Related notes:
[[detection-engineering]] practical threat detection engineering:
Summary
This note list data sources for SIEM/ SOAR
Types of assets
Windows
Common windows list of data sources: - Application log - Security log - System log - Powershell log - Sysmon log
PowerShell event logs only include full command lines if PowerShell Script Block Logging is enabled. It is disabled by default and must be enabled via a Group Policy Object or the Registry.
Linux
Linux logs commonly used: - /var/log/syslog or / var/log/messages: system activty data - /var/log/auth.log or / var/log/secure: security log - /var/log/cron: scheduled task - /var/log/faillog: failed logins - /var/log/audit/audit.log: auditd rules based log
Network
- Packet captures: expensive, low priority. e.g. using packetbeat
- Network devices: logs from network devices, commonly used syslog to ship. e.g. log are flow data; another one is alerts from network security appliances
Application
Application logs may vary by name, but commonly app logs have these function: - Access, authentication and authorization logs: who logged in/out and when, whether it was a successful login attempt, and what operations were performed - Change log: e.g. config change, permission change - Error log - Availability log
Cloud
read more on AWS: [[aws-detect-and-response]]
Security tooling
- Endpoint solution (EDR, endpoint protection) logs: alert log based off rules
- Network protection (Zeek, suricata, see also [[detection-engineering-data-source#Network]]): alert based off rules. these appliances also have detection development capability, thus detection engineer usually can also tinker with the rule that fire alert
Data sources challenges
Completeness
We do not want to waste storage resources and bandwidth on data sources that won’t add value to our investigation due to the data they expose For example, if a system provides logs showing a network connection was established but there are no details on the source/destination of the connection with contextless timestamps and ambiguous time zones, there is likely not much that can be used from that to develop a quality detection.
Quality
data should be reliable and relevant. another aspect is the format of the data.
Timeliness
this covers delays of sending data, if the data is pre-process that cause delay?
Coverage
data should provide cover for what detection we aim to build
Understanding your data sources
Some points to help understand your sources: - Does the data source cover our detection needs? we should already have the technical needs for our detection when we ask these questions. Read more on [[detection-engineering#Investigate]] - What method is required to retrieve logs from the data source?
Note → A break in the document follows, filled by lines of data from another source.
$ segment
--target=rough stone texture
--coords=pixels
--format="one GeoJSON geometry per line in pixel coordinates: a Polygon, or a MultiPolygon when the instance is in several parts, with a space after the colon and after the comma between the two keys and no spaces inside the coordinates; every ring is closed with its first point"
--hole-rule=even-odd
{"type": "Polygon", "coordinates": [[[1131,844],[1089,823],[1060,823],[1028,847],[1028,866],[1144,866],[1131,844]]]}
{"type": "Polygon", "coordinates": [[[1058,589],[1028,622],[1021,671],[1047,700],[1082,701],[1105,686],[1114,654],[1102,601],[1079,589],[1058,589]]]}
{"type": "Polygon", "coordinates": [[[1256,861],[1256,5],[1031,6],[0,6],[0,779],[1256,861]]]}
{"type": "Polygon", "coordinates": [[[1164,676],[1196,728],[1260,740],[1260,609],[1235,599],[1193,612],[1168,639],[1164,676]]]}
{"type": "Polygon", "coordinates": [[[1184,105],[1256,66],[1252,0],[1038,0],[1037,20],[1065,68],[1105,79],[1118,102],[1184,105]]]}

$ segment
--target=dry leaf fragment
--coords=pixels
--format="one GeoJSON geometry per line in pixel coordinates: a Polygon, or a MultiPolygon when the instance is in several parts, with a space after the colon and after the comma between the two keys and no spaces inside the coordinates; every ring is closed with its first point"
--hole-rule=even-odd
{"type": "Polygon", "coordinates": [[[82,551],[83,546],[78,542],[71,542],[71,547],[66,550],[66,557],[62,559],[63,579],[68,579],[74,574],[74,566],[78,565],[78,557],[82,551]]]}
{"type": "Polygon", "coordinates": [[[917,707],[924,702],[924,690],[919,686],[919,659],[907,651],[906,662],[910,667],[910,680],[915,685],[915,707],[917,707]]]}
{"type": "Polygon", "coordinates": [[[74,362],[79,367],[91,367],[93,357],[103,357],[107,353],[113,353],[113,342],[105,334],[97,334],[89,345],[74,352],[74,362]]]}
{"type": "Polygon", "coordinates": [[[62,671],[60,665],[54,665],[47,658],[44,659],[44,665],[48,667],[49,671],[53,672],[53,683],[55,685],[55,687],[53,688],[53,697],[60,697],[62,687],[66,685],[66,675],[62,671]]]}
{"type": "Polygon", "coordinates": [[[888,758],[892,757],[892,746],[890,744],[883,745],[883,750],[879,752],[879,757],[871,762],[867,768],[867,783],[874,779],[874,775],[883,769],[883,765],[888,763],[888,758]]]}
API, Syslog, or something else? - What format does the data source provide logs in? - What time zone is the data source using for their timestamps? - Who is the point of contact for the data source that we need logs from? - What are the retention policies of the data source? - Does the detection engineering team have access to retrieve logs from the source? - What is the delay between an event occurring and it being received in the detection? - Can the logging configuration be modified to improve the data being received?
note about retention: sometimes the data source owner fail to understand that the goal of detection is not storing log, and this blur the line between their log retention policy with detection needs retention policy. be concise and clear to differentiate this when communicating data needs.